We need to discuss what that language is now and why we should change it. We need to discuss which new language we can use, and, what can happen when we do.

For the thesis, I decided to use the collective first person, “we” because: I entered the conversation in December of 2008 when I survived my own traumatic depressive episode, and; the conversation includes you: if not now, it will.

The need for new language concerning what we call suicide was exposed during my own “recovery” (another word I have issue with, but not now), and presented itself with conflicts from everything from “consumer vs. client” to “loss survivor vs. attempt survivor”. (And with apologies; I still don’t understand that one.)

The thesis on the language of what we call suicide states that: by changing the language we use in discussing what we call suicide we can change everything we perceive about the event, the victim and their bereaved, thereby changing everything that happens regarding what we call suicide including; how we approach someone in a crisis; their course of treatment, its frequency of occurrence, and; the damage done to those bereft of their loved ones by the event.

History has only given us phrases like: committed suicide; attempted suicide; failed suicide; the most egregious, successful suicide, and; the bluntest and most off the mark of phrases, “He chose to kill himself”.

But is that right? Is that fair?

Is that accurate?

Is this really a choice or is there some other force afoot?

Is there an illness, a disease; responsible for what we are seeing?

Can what is alleged to be an act, actually be a symptom?

It’s up to you to decide what you think.

Because nobody actually knows; because nobody can actually give a definitive answer; because everyone is entitled to an informed opinion, it’s up to you to decide what you think.

I will only make the case.

No one has to ask about the difference between the lungs and the air; no one has to ask about the difference between the heart and the blood; but when it has to do with the difference between the brain and the mind, it’s not quite as simple.
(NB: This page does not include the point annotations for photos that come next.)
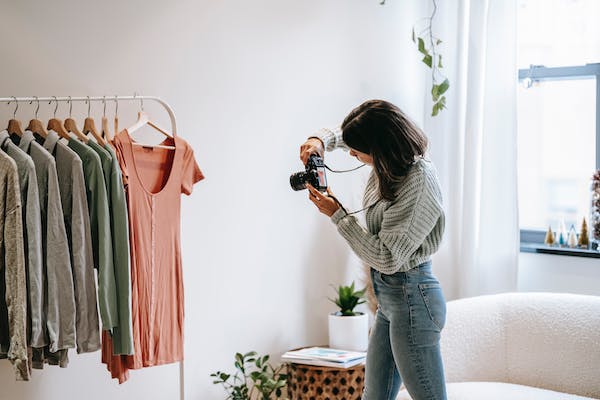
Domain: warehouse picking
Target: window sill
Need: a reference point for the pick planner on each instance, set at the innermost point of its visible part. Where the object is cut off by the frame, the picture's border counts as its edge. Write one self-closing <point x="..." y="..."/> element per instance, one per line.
<point x="559" y="251"/>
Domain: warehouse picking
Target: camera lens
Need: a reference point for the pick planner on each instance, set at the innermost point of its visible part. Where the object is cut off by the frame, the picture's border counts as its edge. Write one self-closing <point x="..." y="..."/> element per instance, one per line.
<point x="298" y="180"/>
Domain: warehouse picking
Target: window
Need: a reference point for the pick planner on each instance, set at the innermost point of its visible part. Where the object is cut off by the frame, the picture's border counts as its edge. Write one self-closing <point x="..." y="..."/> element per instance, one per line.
<point x="558" y="112"/>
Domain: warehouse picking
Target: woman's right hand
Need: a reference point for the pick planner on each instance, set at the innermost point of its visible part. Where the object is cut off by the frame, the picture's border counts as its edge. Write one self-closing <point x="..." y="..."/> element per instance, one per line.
<point x="310" y="147"/>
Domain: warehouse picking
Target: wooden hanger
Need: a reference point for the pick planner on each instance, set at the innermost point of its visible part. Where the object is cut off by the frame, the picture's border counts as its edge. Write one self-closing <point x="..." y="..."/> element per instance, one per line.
<point x="35" y="125"/>
<point x="71" y="125"/>
<point x="57" y="126"/>
<point x="144" y="119"/>
<point x="90" y="127"/>
<point x="14" y="125"/>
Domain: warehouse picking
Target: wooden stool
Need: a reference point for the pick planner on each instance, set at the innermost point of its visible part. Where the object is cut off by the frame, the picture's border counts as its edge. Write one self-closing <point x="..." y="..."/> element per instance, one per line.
<point x="310" y="382"/>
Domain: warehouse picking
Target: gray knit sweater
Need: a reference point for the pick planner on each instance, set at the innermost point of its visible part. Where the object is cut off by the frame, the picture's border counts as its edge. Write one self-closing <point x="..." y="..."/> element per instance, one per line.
<point x="400" y="234"/>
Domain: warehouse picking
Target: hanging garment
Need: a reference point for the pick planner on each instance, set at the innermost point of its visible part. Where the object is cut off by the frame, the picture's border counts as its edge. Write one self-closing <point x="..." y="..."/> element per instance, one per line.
<point x="59" y="299"/>
<point x="32" y="236"/>
<point x="155" y="178"/>
<point x="13" y="286"/>
<point x="101" y="236"/>
<point x="122" y="337"/>
<point x="77" y="223"/>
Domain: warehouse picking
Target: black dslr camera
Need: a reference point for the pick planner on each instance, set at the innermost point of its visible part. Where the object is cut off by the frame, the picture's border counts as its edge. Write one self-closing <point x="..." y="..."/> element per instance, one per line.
<point x="314" y="175"/>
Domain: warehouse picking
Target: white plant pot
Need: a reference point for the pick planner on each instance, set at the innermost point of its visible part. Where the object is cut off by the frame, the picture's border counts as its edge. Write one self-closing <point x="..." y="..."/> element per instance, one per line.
<point x="349" y="332"/>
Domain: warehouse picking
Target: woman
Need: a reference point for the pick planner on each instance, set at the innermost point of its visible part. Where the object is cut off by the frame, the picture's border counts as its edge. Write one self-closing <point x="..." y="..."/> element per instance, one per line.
<point x="405" y="223"/>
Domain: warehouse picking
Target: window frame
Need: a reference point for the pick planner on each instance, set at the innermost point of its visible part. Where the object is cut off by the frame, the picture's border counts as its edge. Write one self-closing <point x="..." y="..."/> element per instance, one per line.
<point x="532" y="240"/>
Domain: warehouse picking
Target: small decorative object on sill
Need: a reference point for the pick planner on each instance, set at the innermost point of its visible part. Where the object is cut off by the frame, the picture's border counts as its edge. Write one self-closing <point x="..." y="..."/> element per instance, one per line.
<point x="584" y="239"/>
<point x="572" y="240"/>
<point x="549" y="239"/>
<point x="595" y="211"/>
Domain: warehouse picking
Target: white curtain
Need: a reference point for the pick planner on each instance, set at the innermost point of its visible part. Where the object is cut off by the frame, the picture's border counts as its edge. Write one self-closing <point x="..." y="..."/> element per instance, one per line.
<point x="473" y="144"/>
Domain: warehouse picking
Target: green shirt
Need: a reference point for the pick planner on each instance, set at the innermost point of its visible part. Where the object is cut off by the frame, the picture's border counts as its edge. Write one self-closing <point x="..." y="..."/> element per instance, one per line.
<point x="101" y="236"/>
<point x="123" y="332"/>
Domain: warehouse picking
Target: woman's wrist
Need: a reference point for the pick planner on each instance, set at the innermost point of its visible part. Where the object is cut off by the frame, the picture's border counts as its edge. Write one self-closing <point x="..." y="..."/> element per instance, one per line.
<point x="337" y="216"/>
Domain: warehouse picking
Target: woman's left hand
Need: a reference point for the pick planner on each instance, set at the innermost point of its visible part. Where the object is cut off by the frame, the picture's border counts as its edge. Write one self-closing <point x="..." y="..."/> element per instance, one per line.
<point x="324" y="203"/>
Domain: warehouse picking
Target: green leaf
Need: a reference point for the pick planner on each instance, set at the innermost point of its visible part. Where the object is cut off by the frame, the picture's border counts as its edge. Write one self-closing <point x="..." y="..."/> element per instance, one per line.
<point x="427" y="60"/>
<point x="422" y="48"/>
<point x="442" y="102"/>
<point x="444" y="86"/>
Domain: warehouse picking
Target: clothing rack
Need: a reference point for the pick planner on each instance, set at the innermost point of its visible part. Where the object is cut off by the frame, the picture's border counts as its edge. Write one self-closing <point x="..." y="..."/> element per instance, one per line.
<point x="105" y="99"/>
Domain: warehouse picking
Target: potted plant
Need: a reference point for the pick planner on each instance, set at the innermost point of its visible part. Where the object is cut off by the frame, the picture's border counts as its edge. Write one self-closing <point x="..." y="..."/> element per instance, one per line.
<point x="255" y="379"/>
<point x="349" y="329"/>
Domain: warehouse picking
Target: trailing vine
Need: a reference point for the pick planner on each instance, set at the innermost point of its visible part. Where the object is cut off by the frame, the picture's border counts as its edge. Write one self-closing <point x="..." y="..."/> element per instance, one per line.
<point x="427" y="44"/>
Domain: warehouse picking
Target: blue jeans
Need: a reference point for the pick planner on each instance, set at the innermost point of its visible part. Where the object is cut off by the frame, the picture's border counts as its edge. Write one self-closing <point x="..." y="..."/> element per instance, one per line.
<point x="405" y="340"/>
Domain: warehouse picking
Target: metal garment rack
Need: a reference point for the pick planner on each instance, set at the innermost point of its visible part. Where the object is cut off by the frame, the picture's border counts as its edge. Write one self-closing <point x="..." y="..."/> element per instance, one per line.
<point x="105" y="99"/>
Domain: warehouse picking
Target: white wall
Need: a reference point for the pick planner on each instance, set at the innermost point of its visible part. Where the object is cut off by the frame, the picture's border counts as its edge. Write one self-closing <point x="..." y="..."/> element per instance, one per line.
<point x="249" y="80"/>
<point x="552" y="273"/>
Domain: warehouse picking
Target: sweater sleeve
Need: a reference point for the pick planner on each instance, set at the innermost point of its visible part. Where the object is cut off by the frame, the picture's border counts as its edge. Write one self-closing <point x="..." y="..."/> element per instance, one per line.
<point x="405" y="225"/>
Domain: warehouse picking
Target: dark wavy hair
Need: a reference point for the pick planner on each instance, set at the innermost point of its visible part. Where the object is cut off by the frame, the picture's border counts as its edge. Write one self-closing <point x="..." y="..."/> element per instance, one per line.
<point x="383" y="131"/>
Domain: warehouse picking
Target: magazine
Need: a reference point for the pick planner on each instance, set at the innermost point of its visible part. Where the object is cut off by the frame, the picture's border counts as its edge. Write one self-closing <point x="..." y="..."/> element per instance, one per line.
<point x="326" y="357"/>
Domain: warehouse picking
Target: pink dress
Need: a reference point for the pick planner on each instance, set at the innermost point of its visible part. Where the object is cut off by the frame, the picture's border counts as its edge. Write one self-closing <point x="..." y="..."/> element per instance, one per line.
<point x="154" y="180"/>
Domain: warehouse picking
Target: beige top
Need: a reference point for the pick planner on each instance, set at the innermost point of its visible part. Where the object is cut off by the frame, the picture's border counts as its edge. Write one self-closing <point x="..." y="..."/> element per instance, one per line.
<point x="12" y="267"/>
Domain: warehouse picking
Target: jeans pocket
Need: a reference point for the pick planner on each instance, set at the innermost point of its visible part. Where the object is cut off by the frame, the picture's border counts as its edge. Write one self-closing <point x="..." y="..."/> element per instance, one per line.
<point x="434" y="300"/>
<point x="396" y="280"/>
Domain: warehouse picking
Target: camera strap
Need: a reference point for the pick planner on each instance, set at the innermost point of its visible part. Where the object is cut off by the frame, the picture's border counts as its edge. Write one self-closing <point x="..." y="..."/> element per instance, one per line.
<point x="345" y="170"/>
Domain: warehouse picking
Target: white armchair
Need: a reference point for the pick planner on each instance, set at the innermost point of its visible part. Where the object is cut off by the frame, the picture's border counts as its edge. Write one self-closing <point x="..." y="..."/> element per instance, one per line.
<point x="525" y="346"/>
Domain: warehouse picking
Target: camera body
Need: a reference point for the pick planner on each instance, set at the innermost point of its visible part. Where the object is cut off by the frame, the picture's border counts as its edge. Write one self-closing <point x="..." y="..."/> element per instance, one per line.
<point x="314" y="175"/>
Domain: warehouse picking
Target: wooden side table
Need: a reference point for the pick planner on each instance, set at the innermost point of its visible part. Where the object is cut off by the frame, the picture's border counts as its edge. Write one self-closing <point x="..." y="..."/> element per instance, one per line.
<point x="310" y="382"/>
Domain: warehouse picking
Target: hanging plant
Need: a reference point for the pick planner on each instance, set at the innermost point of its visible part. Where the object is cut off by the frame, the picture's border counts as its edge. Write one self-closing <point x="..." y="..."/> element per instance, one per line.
<point x="427" y="44"/>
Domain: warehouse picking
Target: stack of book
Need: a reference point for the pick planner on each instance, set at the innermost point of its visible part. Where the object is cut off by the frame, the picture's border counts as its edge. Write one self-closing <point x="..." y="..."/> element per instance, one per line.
<point x="325" y="357"/>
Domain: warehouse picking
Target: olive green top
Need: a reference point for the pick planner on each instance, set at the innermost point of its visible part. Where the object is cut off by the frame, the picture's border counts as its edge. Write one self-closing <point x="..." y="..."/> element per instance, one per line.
<point x="101" y="234"/>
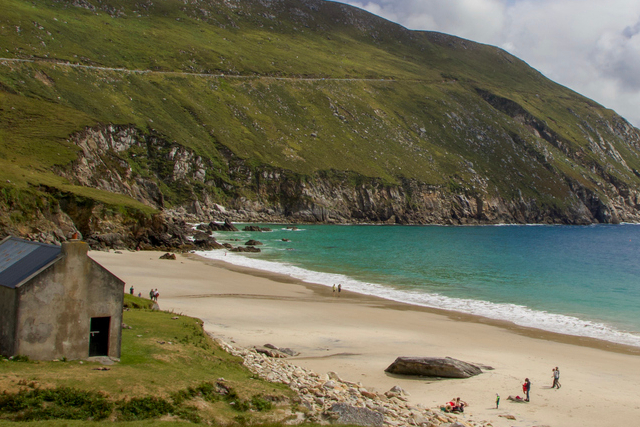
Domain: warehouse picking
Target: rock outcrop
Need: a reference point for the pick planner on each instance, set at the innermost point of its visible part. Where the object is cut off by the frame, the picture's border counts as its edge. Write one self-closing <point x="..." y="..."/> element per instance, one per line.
<point x="331" y="399"/>
<point x="284" y="196"/>
<point x="444" y="367"/>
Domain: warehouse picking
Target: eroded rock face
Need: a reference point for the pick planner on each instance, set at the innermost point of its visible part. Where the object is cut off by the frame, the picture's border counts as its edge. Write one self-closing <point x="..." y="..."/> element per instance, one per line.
<point x="283" y="196"/>
<point x="444" y="367"/>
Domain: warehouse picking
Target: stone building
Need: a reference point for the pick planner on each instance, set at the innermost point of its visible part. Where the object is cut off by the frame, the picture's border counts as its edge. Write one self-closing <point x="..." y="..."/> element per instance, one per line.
<point x="57" y="302"/>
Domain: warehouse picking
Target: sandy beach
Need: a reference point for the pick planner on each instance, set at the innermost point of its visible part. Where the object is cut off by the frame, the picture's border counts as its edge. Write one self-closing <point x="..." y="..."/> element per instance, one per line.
<point x="359" y="336"/>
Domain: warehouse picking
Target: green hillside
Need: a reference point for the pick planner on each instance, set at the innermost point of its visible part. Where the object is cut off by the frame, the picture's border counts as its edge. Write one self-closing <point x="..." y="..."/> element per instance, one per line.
<point x="312" y="90"/>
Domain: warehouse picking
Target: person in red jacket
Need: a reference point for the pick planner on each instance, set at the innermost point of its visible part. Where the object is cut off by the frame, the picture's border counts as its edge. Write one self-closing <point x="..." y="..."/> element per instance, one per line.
<point x="526" y="387"/>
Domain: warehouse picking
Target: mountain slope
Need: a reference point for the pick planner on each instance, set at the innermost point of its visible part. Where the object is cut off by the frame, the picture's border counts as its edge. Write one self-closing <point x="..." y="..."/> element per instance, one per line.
<point x="295" y="110"/>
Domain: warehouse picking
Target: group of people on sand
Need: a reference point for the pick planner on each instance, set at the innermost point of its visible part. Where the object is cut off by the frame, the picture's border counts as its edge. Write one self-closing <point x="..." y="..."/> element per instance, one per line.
<point x="457" y="405"/>
<point x="526" y="387"/>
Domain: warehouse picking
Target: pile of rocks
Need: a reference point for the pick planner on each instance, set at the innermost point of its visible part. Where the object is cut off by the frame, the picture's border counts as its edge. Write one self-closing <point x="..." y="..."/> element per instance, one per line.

In the end, it will be up to you to decide what you think.

And that’s the point: if we change the language we use to discuss what we call suicide, can we change what we think about what we call suicide?

Can language changing the event from a thoughtful, purposeful act to an event that happens to someone make that much difference? Can that be true?

Hopefully, that idea strikes a chord with you.

Hopefully, if it does strike a chord with you, you’ll bump into a situation where changing the words you use changes someone else’s perception of what we call suicide.

And we won’t call it suicide any more.